I remember I was on the phone one evening with some guy I met through the personals, back when the personals were in newspapers, and we'd read them on the subway when commuting to the city, and daydream about possibilities. So, I was on the phone with him, and he asked me if I'd ever been in love, and I started to go on about how I believed love was a state of being that had nothing to do with another individual--I could be in love walking down the street and if I was possessed by that state, everything that came across my path--tree, fire hydrant, puppy, a mother pushing her baby in a stroller--all would be the objects of my affection. I remember the man I was talking to did not like this answer, and we never ended up meeting, even though I thought it might be a pretty good match.
These days, I do believe that I have been in love with particular individuals--and particularly, a LOT of them. But today, in the wake of the sudden absence of a particular beloved, I'm saying yes to falling in love without a certain, sustained recipient to catch that love.

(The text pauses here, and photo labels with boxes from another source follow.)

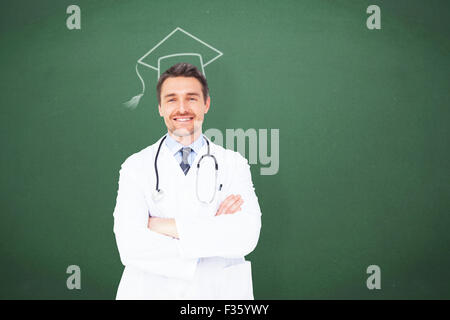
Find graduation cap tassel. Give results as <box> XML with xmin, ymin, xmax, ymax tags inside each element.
<box><xmin>123</xmin><ymin>63</ymin><xmax>145</xmax><ymax>109</ymax></box>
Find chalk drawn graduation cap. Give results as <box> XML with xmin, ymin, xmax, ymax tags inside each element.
<box><xmin>124</xmin><ymin>27</ymin><xmax>223</xmax><ymax>109</ymax></box>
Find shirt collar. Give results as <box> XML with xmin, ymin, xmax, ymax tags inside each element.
<box><xmin>165</xmin><ymin>134</ymin><xmax>205</xmax><ymax>155</ymax></box>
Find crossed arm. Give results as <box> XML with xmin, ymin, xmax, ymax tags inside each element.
<box><xmin>147</xmin><ymin>195</ymin><xmax>244</xmax><ymax>239</ymax></box>
<box><xmin>114</xmin><ymin>154</ymin><xmax>261</xmax><ymax>279</ymax></box>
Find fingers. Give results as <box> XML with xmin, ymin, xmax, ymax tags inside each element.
<box><xmin>216</xmin><ymin>195</ymin><xmax>244</xmax><ymax>216</ymax></box>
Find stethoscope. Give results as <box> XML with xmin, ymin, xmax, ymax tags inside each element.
<box><xmin>152</xmin><ymin>135</ymin><xmax>219</xmax><ymax>204</ymax></box>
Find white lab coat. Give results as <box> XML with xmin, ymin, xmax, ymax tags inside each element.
<box><xmin>114</xmin><ymin>139</ymin><xmax>261</xmax><ymax>300</ymax></box>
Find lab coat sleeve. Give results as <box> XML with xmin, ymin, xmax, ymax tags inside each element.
<box><xmin>113</xmin><ymin>161</ymin><xmax>196</xmax><ymax>279</ymax></box>
<box><xmin>175</xmin><ymin>155</ymin><xmax>261</xmax><ymax>258</ymax></box>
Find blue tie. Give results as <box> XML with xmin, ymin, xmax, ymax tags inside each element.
<box><xmin>180</xmin><ymin>147</ymin><xmax>192</xmax><ymax>175</ymax></box>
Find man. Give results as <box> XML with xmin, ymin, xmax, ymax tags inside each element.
<box><xmin>114</xmin><ymin>63</ymin><xmax>261</xmax><ymax>299</ymax></box>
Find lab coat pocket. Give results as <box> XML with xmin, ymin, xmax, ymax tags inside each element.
<box><xmin>219</xmin><ymin>261</ymin><xmax>254</xmax><ymax>300</ymax></box>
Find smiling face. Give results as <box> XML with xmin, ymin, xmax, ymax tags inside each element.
<box><xmin>159</xmin><ymin>77</ymin><xmax>211</xmax><ymax>144</ymax></box>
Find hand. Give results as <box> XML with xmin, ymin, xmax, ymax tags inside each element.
<box><xmin>216</xmin><ymin>194</ymin><xmax>244</xmax><ymax>216</ymax></box>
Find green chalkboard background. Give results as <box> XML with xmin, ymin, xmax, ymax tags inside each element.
<box><xmin>0</xmin><ymin>0</ymin><xmax>450</xmax><ymax>299</ymax></box>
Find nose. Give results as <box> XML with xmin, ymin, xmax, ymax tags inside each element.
<box><xmin>179</xmin><ymin>99</ymin><xmax>186</xmax><ymax>113</ymax></box>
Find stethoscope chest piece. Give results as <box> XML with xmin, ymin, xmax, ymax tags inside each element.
<box><xmin>152</xmin><ymin>190</ymin><xmax>164</xmax><ymax>202</ymax></box>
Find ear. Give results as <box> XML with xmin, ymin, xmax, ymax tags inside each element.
<box><xmin>205</xmin><ymin>96</ymin><xmax>211</xmax><ymax>113</ymax></box>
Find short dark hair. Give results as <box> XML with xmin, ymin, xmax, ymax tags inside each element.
<box><xmin>156</xmin><ymin>62</ymin><xmax>209</xmax><ymax>104</ymax></box>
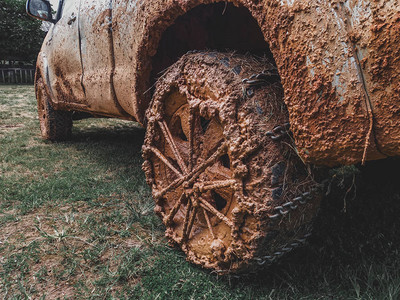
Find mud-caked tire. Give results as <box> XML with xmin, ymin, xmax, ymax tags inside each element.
<box><xmin>36</xmin><ymin>78</ymin><xmax>72</xmax><ymax>142</ymax></box>
<box><xmin>143</xmin><ymin>52</ymin><xmax>320</xmax><ymax>274</ymax></box>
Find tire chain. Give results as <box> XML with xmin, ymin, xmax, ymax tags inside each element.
<box><xmin>152</xmin><ymin>50</ymin><xmax>319</xmax><ymax>278</ymax></box>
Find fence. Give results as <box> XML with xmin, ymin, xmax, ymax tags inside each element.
<box><xmin>0</xmin><ymin>68</ymin><xmax>35</xmax><ymax>84</ymax></box>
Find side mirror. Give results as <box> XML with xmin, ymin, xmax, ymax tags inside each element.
<box><xmin>26</xmin><ymin>0</ymin><xmax>55</xmax><ymax>23</ymax></box>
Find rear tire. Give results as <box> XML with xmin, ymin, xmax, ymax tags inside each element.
<box><xmin>143</xmin><ymin>52</ymin><xmax>320</xmax><ymax>274</ymax></box>
<box><xmin>36</xmin><ymin>77</ymin><xmax>72</xmax><ymax>142</ymax></box>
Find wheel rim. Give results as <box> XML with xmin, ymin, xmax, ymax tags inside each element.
<box><xmin>146</xmin><ymin>89</ymin><xmax>244</xmax><ymax>264</ymax></box>
<box><xmin>143</xmin><ymin>53</ymin><xmax>319</xmax><ymax>274</ymax></box>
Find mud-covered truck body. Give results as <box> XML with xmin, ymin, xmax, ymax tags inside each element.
<box><xmin>27</xmin><ymin>0</ymin><xmax>400</xmax><ymax>273</ymax></box>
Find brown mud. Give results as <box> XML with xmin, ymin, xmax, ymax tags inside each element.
<box><xmin>143</xmin><ymin>52</ymin><xmax>319</xmax><ymax>274</ymax></box>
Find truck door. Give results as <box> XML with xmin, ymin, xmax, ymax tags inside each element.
<box><xmin>47</xmin><ymin>0</ymin><xmax>87</xmax><ymax>109</ymax></box>
<box><xmin>79</xmin><ymin>0</ymin><xmax>128</xmax><ymax>117</ymax></box>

This morning, I was in the South Central Sierras, taking my morning run down the highway toward a mountain lake, and everything shone. I focused on my breath and I let my breath open me, my heart, and my body, to the astonishing beauty of the landscape, and then I cranked open my heart, as if widening the lens of a camera or a microscope, to get a closer view--and it was as if that particular leaf, that singular flower petal, that drop of water, that glint of sun on the water, had my complete attention, and offered itself back in an intimate fashion, and we loved each other fiercely in the moment that I passed the thing on the road. And then I loved the next, and the next, and the next. And it went on like this until I returned to the cabin--and I loved the porch stairs, and the door, and its handle, and my own hand, turning the knob, and walking in.